Hope Democratic Party Takes Presidential Petition to ECOWAS Court

Hope Democratic Party Takes Presidential Petition to ECOWAS Court

Chuks Okocha in Abuja

Less than six days that the Peoples Democratic Party (PDP) asked it’s lawyers to seek a review of the outcome of the presidential election petition tribunal between President Muhammadu Buhari and Atiku Abubakar, the presidential candidate of Hope Democratic Party (HDP), Albert Owuru has headed to the ECOWAS court, stating that the Supreme Court is partisan and hijacked by the government in power.

The HDP presidential candidate, in a suit by one of his lawyers, Yusufu Ibrahim Esq, for and on behalf of Chief A. A. Owuru, Owuru Presidential Campaign Organization (OPCD) in suit No. ECW/CC/APP/45/2019 between Chief Ambrose Albert Owuru, HDP vs. Federal Republic of Nigeria is seeking appropriate redress as candidate and acclaimed winners of the February 16, 2019 presidential Election.

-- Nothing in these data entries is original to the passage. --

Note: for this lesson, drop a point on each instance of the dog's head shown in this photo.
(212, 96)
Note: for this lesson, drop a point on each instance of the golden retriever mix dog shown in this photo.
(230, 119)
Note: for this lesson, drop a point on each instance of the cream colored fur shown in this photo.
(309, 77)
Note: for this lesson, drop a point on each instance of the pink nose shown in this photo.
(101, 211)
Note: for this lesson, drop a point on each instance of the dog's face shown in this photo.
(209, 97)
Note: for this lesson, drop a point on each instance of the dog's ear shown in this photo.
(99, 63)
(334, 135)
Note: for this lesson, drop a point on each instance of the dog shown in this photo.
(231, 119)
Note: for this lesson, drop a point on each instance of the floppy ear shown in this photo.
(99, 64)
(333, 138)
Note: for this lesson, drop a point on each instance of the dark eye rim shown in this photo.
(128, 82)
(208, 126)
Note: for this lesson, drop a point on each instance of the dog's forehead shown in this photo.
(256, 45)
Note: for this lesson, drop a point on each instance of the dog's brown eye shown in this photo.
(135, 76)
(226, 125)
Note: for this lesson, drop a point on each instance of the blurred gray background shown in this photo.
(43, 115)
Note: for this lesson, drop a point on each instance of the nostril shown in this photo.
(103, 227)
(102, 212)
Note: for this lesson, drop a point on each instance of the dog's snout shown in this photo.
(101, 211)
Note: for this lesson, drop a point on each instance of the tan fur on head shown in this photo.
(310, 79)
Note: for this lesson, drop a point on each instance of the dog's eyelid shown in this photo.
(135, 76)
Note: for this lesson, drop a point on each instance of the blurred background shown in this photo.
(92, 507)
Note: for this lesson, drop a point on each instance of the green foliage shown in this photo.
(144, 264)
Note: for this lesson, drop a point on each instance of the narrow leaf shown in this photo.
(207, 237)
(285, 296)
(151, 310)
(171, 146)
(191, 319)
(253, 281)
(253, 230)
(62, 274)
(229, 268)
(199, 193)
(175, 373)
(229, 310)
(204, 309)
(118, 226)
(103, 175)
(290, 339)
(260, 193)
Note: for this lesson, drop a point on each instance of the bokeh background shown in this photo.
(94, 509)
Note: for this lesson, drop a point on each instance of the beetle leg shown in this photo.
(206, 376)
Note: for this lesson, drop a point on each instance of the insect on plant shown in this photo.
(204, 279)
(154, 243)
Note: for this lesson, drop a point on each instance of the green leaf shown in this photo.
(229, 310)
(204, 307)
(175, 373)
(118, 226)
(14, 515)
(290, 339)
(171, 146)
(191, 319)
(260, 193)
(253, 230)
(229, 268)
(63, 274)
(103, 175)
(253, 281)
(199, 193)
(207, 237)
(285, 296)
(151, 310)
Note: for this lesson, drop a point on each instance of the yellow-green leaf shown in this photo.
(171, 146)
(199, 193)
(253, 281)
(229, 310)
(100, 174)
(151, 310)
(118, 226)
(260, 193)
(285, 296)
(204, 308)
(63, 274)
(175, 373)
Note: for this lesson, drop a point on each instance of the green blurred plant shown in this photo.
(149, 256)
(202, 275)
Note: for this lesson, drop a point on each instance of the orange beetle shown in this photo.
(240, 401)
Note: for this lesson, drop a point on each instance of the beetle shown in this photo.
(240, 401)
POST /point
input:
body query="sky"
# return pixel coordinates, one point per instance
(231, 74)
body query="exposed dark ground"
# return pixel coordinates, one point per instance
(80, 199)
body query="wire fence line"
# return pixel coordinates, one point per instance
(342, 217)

Documents made available to THISDAY showed that HDP on December 4, 2019, filed an application against the

Federal Republic of Nigeria, for the courts determination of the presidential petition already decided.

Yusufu Ibrahim Esq said that the decision to seek relief at the ECOWAS Court is because the Supreme Court in Nigeria is partisan as well divided and therefore cannot be relied upon to see that justice is done to the presidential petitions of its client, Albert Owuru.

He said, “Earlier position that the Supreme Court of Nigeria, the Apex Court is divided based on partisan inclinations and ultimately being controlled and pocketed by state actors under the present government of Mohammed Buhari”.

He said that the position of the HDP as a political party “has since been vindicated by later various Supreme Court decisions that has exceeded 60 days limit experience that led to our seeking of succour in the ECOWAS Court of Justice for redress of violation of protected rights.

“It is a thing of regret that Nigeria and indeed, the Supreme Court, and various heads of courts have been allowed to degenerate to this level, flowing from mismanaged elections from incompetent handpicked electoral umpires, to handpicked heads of courts, up to the Supreme court to cover up the electoral malfeasance and ensure victory at all costs and which victories before our very eyes is nothing but pyrrhic victories as the Nigerian state is fast disappearing and rubbished before the world.

“Our experience was befuddling, when the Presidential Election Tribunal, looked away from the fine and substantial issues of law and adduced evidence and facts, not challenged or controverted, and indeed admitted to by the respondents, to openly engage in cover up and doing the Respondents case

instead, using and relying on legal technicalities over already abandoned and already admitted pleadings and subpoenaed witnesses of INEC Chairman and NAMA.

“Our experience at the Supreme court left us even more depressed and confused as the two separate panels set up only showed sheer intolerance and partisanship”, Counsel to the HDP Presidential candidate lamented.

He said that the first panel that sat on October 2, 2019, relying on an Owuru Presidential Campaign Organization additional record of Appeal filled and smuggled in by the Respondents, not serve on him, the appellant, the previous day, and without Jurisdiction thereof, threw it’s presidential Appeal on the ground that two notices of Appeal were filed.

Another panel, he said that was set up following it’s protest and the Supreme Court realization of the earlier error, simply relied on the false date given by the same Supreme Court to hold that the 60 days stipulated period by law to hear Election Appeals had elapsed and threw out the presidential election Appeal without hearing of any kind.

According to lawyer to Owuru on the grounds of heading to 4th ECOWAS court said, “Going by the recent decisions and reviews by the same Supreme court, it must be clear to all, that the Supreme court has power to hear and review its decision beyond the 60 days time limit on which it based its ruling against our case, perhaps fearing that our party’s case which remained unchallenged as the unopposed winners of the duly scheduled February 16, 2019 presidential election, which INEC was shown in evidence to have no powers to postponed on the very election day under S. 26 of the Electoral Act 2010 as amended”.

On why he choose the sub regional court, he said “Armed with the documented commitment of the Nigeria state as signatory to the various ECOWAS protocols on good governance, Articles of the African Charter

on human and people’s rights, UN e.t.c”, they have no better alternative than to institute the appeal in suit No. ECW/CC/APP/45/2019 between Chief Ambrose Albert Owuru, HDP vs. Federal Republic of Nigeria seeking appropriate redress as candidate and acclaimed winners of February 16, 2019

presidential election, on December 4, 2019, filed an application against the Federal Republic of Nigeria, for the courts determination of his internationally protected and flagrantly violated rights to have his cause heard as breached by the Nigeria Apex Court and equality before the law to have his cause heard and declared president and in alternate reliefs to have the right to participate in a constituted government of National unity and N800 billion as appropriate reliefs in the circumstances”.